Professor Takes Her Classroom to the World with The Feminist Professor Podcast
Posted Sep 04, 2025
By Kennedy Berry ’27
When Professor Tammy Birk started teaching, she never imagined she would one day be a podcaster. Yet her work as an English professor and Women’s, Gender, and Sexuality Studies scholar at Otterbein University eventually led her to create The Feminist Professor Podcast after her students encouraged her to share classroom conversations more widely, particularly with Birk’s generational peers.

“The students said that ‘they would listen to you, they’d hear you differently, you could be a bridge between Gen Z and them,’” Birk said. “I think it’s because I really love Gen Z. And I get Gen Z. I really admire their courage and their openness and their honesty. That’s why I want to help people that are my age understand these conversations that feel very foreign to them.”
The podcast began not as a pursuit of fame, but as a way to make feminist thought more accessible. “The ideas should not be barricaded,” Birk said. “They help people lead better, more honest and hopeful lives. I don’t see why these ideas should just be a course for college students who can afford it.”
Birk admitted she had no sense of the show’s reach until her producer showed her the analytics. “My lowest episode had about 2,500 downloads. And my highest episode had 12,100 downloads,” she said. “I thought there were like a hundred people listening, including my mother.”
She has also been surprised by who listens most. “Strangely, one of my best demographics is fathers of students,” Birk said. “I’ve gotten emails and DMs from fathers who have said, ‘You’re helping me understand someone like my child.’ Because a lot of the kids are LGBTQ and their parents are not. It helps them.”
Her podcast also reflects her own evolution as a feminist. “When I first came to it, I was just kind of like a White suburban girl who felt unfairly treated,” she said. “But once you understand why power wants you to think that way about yourself, you don’t stop with gender. Now I feel like feminism is about ending all kinds of domination. My feminism is about fighting powerlessness, not just about gender but kind of generally.”
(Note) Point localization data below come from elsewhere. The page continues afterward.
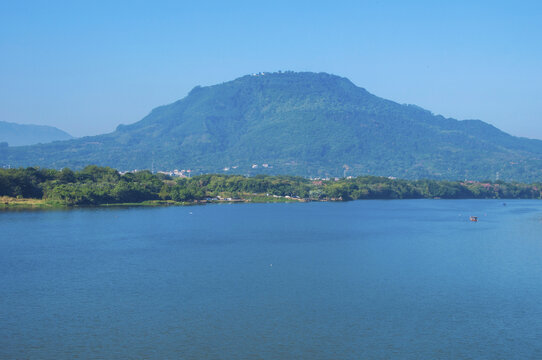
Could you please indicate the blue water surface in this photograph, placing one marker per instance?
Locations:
(406, 279)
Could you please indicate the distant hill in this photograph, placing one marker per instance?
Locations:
(309, 124)
(17, 134)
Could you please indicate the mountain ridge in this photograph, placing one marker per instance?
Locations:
(309, 124)
(28, 134)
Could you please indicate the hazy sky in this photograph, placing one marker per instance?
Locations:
(87, 66)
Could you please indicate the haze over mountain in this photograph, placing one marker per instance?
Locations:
(18, 134)
(309, 124)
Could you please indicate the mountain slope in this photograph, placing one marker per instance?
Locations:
(17, 134)
(299, 123)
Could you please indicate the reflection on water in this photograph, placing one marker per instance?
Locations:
(364, 279)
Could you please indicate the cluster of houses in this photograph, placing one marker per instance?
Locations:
(177, 173)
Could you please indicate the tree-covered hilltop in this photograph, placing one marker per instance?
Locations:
(306, 124)
(102, 185)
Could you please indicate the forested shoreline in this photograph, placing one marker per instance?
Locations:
(95, 185)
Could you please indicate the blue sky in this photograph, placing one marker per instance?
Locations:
(87, 66)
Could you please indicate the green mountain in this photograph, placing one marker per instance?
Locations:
(309, 124)
(17, 134)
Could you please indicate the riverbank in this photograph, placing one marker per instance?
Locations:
(7, 203)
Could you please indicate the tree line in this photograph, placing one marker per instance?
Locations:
(103, 185)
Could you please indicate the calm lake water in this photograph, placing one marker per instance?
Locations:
(358, 280)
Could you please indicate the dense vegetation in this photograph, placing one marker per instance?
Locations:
(303, 124)
(101, 185)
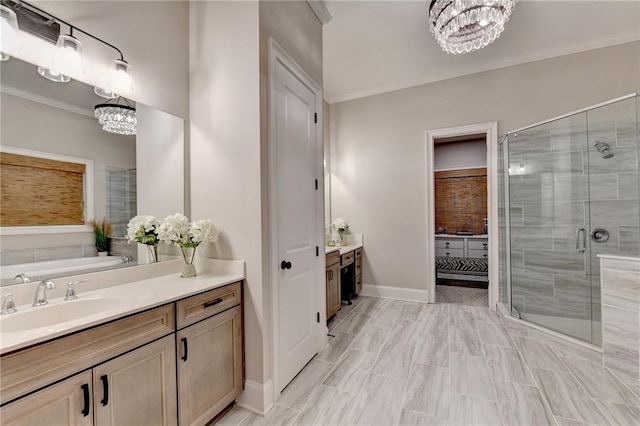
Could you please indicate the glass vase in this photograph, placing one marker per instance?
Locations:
(152, 252)
(188, 255)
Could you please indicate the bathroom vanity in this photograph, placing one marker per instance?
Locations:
(165, 351)
(343, 275)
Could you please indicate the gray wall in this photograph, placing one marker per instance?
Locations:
(378, 143)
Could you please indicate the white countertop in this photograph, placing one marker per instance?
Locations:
(619, 257)
(128, 298)
(343, 249)
(461, 236)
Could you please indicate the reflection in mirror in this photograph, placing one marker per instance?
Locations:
(55, 121)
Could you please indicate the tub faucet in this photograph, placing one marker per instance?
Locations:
(41, 292)
(22, 278)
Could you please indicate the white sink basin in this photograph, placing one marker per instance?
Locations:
(54, 314)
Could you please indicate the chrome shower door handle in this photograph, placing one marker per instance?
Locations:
(581, 242)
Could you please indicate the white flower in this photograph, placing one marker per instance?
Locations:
(339, 224)
(174, 229)
(177, 229)
(203, 231)
(143, 229)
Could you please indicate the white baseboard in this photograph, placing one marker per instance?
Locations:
(257, 397)
(399, 293)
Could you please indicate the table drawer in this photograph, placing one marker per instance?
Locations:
(478, 244)
(29, 369)
(479, 254)
(449, 243)
(449, 252)
(347, 259)
(204, 305)
(333, 258)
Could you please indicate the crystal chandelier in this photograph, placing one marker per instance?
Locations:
(118, 118)
(462, 26)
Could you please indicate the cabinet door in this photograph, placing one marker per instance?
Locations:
(139, 387)
(210, 366)
(65, 403)
(333, 290)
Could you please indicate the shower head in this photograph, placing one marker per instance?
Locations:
(604, 149)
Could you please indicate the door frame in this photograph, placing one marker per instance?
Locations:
(278, 55)
(490, 129)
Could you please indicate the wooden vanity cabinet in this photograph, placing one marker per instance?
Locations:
(138, 388)
(333, 283)
(135, 370)
(210, 363)
(60, 404)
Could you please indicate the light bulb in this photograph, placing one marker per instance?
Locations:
(68, 56)
(8, 32)
(53, 75)
(121, 77)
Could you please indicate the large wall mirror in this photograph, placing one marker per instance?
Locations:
(51, 127)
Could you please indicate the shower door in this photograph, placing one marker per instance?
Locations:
(572, 194)
(549, 211)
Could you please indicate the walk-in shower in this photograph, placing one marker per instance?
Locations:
(569, 191)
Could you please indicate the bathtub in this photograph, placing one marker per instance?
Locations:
(37, 270)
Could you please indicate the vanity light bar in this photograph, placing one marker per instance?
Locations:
(18, 8)
(31, 19)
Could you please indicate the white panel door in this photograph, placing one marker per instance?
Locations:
(295, 210)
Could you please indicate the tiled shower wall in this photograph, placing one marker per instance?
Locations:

For Birk, the project is about creating space for learning in a climate of misinformation and fear. “There’s just so much deception and distortion and so many lies,” she said. “If I can do something to push back against that in my own little way outside of the classroom, then I feel like I’m not silent. And I’m doing something that is helpful.”
Season 2 launched Sept. 3, with topics including Project 2025, masculinities, and asexuality. Birk also hopes to bring more listener voices into the show and test a video format.
“I wish every student was required to take the classes, to be honest with you, because I feel like we have a lot fewer lies,” she said. “The language is very freeing. It’s very freeing. Everybody deserves access to it.”